An Epidural Nerve Block is a medicinal procedure used on women giving birth. It helps to effectively alleviate the excessive pain during birth and labour.
In recent times, as the procedure’s use have seen significant increases, more in-depth studies have been made on the subject. Even more benefits as well as side-effects have been uncovered. But as with so much else, this subject too have fallen victim to the old but gold “Old wives’ tale”.
There is a high chance that you have come across someone swearing against to ever use such medicinal procedures. Their line of reasoning being; that there should be a high likelihood of paralysis and messing up with the spinal cord. But dear readers, fear not as we have come to uncover the truth, nothing but the truth.
It is essential to keep ourselves to facts. An Epidural Nerve Block is not being injected to your spinal cord and it does not cause the patient to be paralysed. Sure enough, in some literature paralysis may have been brought up as one of the side-effects but the vast array of hands-on-experiences prove that such occurrences are of the more seldom side-effects.
This is a medical service meant to make childbirth better overcomeable. It is purely for the more at ease experience for the individual – especially first-time mothers experiencing this kind of pain for the first time.
Also, the procedure just about takes the worst part of the pain and still guarantees that the mother candidate can feel some amount of pain and be active in the process of giving birth. This medicine does not take away from any of the experience meant to be yours.
Additional information relating to the procedure:
■ It is a type of neuraxial anesthesia:
Here, it is our backside that is being numbed – in an effective way. The injection is aimed at a region away from and right after the spinal cord, not having any contact with the spinal cord – as the rumours otherwise claim. The name of that space where the Epidural Injection goes in is also what gives this method its name: Epidural Space.
■ The effect of it
An optimal Epidural Nerve Block is expected to have an effect of significant pain relief under the phase of expansion: when the womb starts opening up and have reached a width of at least 4 cm. The pain relief is in effect from the midriff and to some part of the pelvis. That’s the area covered.
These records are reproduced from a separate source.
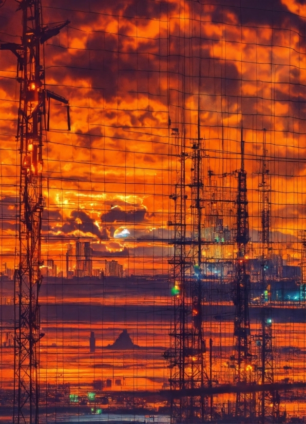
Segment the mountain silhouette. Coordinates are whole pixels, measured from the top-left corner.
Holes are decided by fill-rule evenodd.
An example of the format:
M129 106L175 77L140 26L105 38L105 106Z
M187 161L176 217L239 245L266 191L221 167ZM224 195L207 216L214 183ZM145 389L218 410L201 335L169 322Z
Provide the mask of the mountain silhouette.
M122 333L119 334L117 339L112 344L108 344L106 348L108 349L116 349L119 350L128 350L137 349L139 348L138 344L134 344L127 330L124 330Z

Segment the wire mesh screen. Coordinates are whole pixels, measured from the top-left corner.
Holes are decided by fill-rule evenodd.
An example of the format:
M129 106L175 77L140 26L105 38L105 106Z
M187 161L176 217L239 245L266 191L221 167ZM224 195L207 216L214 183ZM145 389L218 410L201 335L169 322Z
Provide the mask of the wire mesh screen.
M18 44L18 5L2 3L2 43ZM262 403L268 420L274 413L284 422L303 419L306 6L289 0L42 3L45 25L70 23L43 49L44 89L69 104L47 97L42 118L41 422L194 422L176 415L166 393L176 381L169 353L185 277L190 287L201 281L201 388L215 390L205 392L193 419L239 416L233 388L240 366L235 282L241 170L250 235L245 381L265 381L265 331L266 374L272 383L289 385L284 391L276 386L277 395L265 400L258 390L248 401L254 419ZM0 50L0 421L8 422L21 81L16 54ZM187 264L176 279L179 245ZM193 377L186 373L187 387Z

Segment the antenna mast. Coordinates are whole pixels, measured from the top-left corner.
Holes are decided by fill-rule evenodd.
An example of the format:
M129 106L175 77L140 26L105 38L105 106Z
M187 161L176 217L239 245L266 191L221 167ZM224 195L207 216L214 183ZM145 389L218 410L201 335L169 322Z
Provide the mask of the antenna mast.
M271 307L273 259L271 235L271 179L266 158L267 150L265 128L263 129L262 149L261 182L259 184L259 189L261 204L261 283L263 295L263 301L265 305L261 308L261 311L259 371L261 373L261 383L265 384L273 384L274 382ZM260 413L263 423L265 422L266 415L272 416L273 419L274 419L276 416L278 415L278 394L277 391L262 392Z
M38 424L40 332L39 295L43 210L43 142L45 120L42 45L68 21L43 26L41 0L17 1L22 13L21 44L2 44L17 59L20 84L16 139L20 152L19 265L15 272L15 362L13 422ZM65 100L65 99L64 99ZM67 102L67 101L66 101Z
M235 301L236 313L234 335L235 353L234 356L237 372L237 384L252 382L253 367L251 364L251 343L250 328L248 304L250 298L250 275L246 272L250 240L248 214L246 191L246 172L244 170L244 141L242 128L241 137L241 165L238 171L238 193L237 212L237 255L236 264ZM237 393L235 415L240 417L254 416L254 406L252 395Z

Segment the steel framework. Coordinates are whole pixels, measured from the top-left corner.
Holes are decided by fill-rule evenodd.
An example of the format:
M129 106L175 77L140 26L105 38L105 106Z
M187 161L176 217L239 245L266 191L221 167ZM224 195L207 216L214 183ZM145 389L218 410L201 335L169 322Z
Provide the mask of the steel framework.
M234 302L236 313L234 321L234 360L238 385L250 383L253 380L253 367L252 364L251 339L250 327L248 304L250 301L250 275L246 271L248 247L250 239L246 191L246 172L244 170L244 141L242 128L241 139L241 166L238 171L238 192L237 201L237 255L236 263L236 282ZM246 392L238 392L236 395L235 415L249 417L255 415L254 396Z
M42 46L58 34L65 22L49 28L43 25L41 0L17 1L22 13L21 44L6 43L17 58L20 83L17 141L20 152L19 264L15 272L14 422L37 424L39 404L39 291L43 195L43 143L45 100ZM65 100L65 99L64 99ZM67 101L65 101L67 103Z
M259 189L261 205L261 282L263 301L261 309L261 329L258 342L259 345L260 381L261 384L273 384L273 345L271 301L272 247L271 234L271 181L266 160L266 131L263 129L263 142L261 181ZM279 415L279 395L277 391L263 391L259 404L259 413L263 423L266 419L274 421Z

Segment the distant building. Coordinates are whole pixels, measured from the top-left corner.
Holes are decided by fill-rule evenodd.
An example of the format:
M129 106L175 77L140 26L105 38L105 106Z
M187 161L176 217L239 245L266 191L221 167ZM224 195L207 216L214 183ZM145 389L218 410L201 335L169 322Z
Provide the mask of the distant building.
M76 277L92 276L92 249L89 241L77 241L75 244Z
M100 268L92 269L92 277L95 278L101 278L101 270Z
M6 269L6 274L8 276L9 280L14 279L14 274L15 274L15 270L11 268L7 268Z
M123 266L117 261L105 260L105 276L106 277L123 277Z
M90 337L89 338L89 348L90 353L94 353L95 351L95 337L94 337L94 332L90 332Z
M56 265L54 263L53 259L47 259L47 277L56 277Z
M66 276L67 278L71 279L73 276L72 271L72 245L70 243L67 246L66 253Z

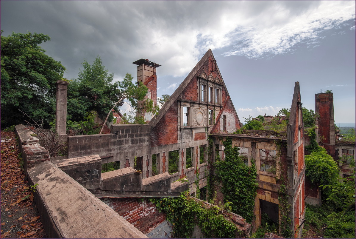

The injection does not numb to such degrees where the urge to press in aid for the birth cannot be felt. This sense is kept intact so that the mother candidate has a still active role in the unfolding events. This is why not all pain is removed and will not be.
Childbirth is hard physical work. You’re supposed to be able to walk around after giving birth with the aid of an Epidural Nerve Block. But for somewhat physically passive women, it may be hard to feel both the urge to press or be difficult to use their legs.
And not to forget: the treatment can take up to 30 minutes after the first injection, before it shows any signs.
■ Step-by-step procedure:
From start to end you will be in the care of professionals. The process of the Epidural Nerve Block though is solely led by a specialist in anesthesia. All precautions for a sterile environment is also strictly taken to avoid infections of any kind.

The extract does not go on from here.